In Ward’s research, published in October in the journal Proceedings of the National Academy of Sciences of the United States, he used a series of eight experiments to test how people used and thought about their own knowledge as they completed short quizzes of general knowledge. Some participants had access to Google while answering the questions — “What is the most widely spoken language in the world?” was one — while others did not. They also completed surveys. He found that people who used Google were more confident in their own ability to think and remember, and erroneously predicted that they would know significantly more in future quizzes without the help of the internet.
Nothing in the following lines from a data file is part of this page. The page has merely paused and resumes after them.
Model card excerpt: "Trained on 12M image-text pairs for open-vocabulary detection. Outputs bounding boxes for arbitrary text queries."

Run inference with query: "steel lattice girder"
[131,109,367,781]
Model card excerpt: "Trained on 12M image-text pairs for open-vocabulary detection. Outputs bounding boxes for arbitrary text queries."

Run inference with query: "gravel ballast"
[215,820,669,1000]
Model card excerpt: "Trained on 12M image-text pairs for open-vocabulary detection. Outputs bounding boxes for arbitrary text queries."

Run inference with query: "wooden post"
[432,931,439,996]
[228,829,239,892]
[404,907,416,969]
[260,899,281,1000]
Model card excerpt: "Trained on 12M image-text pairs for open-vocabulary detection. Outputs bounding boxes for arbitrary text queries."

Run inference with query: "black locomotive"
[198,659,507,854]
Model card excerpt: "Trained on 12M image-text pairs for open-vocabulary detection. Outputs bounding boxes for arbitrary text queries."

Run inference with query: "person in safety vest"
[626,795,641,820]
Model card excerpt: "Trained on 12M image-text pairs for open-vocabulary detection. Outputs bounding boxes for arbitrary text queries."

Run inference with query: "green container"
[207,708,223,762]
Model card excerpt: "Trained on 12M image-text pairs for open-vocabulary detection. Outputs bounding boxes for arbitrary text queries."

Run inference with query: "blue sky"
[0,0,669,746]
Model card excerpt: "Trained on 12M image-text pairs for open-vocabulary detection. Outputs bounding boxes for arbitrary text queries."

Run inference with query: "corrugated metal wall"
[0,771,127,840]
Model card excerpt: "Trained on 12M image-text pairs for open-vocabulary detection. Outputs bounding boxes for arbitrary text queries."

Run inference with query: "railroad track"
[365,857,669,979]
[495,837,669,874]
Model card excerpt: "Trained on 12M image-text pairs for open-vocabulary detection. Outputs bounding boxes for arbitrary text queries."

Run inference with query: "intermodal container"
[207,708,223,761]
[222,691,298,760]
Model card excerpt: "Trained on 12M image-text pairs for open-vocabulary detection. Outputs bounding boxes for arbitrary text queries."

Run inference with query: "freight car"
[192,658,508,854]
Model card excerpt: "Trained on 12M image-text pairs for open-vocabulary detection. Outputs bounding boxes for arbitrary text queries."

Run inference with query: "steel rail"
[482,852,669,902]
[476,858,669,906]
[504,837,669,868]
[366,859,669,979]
Ward attributed that to Google’s design: simple and easy, less like a library and more like a “neural prosthetic” that simulates a search in a human brain.

“The speed makes it so you never understand what you don’t know,” Ward said.

The findings echo and build on earlier research, including a widely cited 2011 paper on the “Google effect”: a phenomenon in which people are less likely to remember information if they know they can find it later on the internet…. In a review of recent studies in the field, published in September, researchers at Duke University found that the “externalization” of memories into digital spheres “changes what people attend to and remember about their own experiences.” Digital media is new and different, they wrote, because of factors such as how easily images are edited or the huge number of memories at people’s fingertips.

Each photographic cue means another chance for a memory to be “updated,” maybe with a false impression, and each manipulation of a piece of social media content is a chance for distortion, wrote the researchers, doctoral student Emmaline Drew Eliseev and Elizabeth Marsh, a professor of psychology and neuroscience and director of a lab dedicated to studying memory.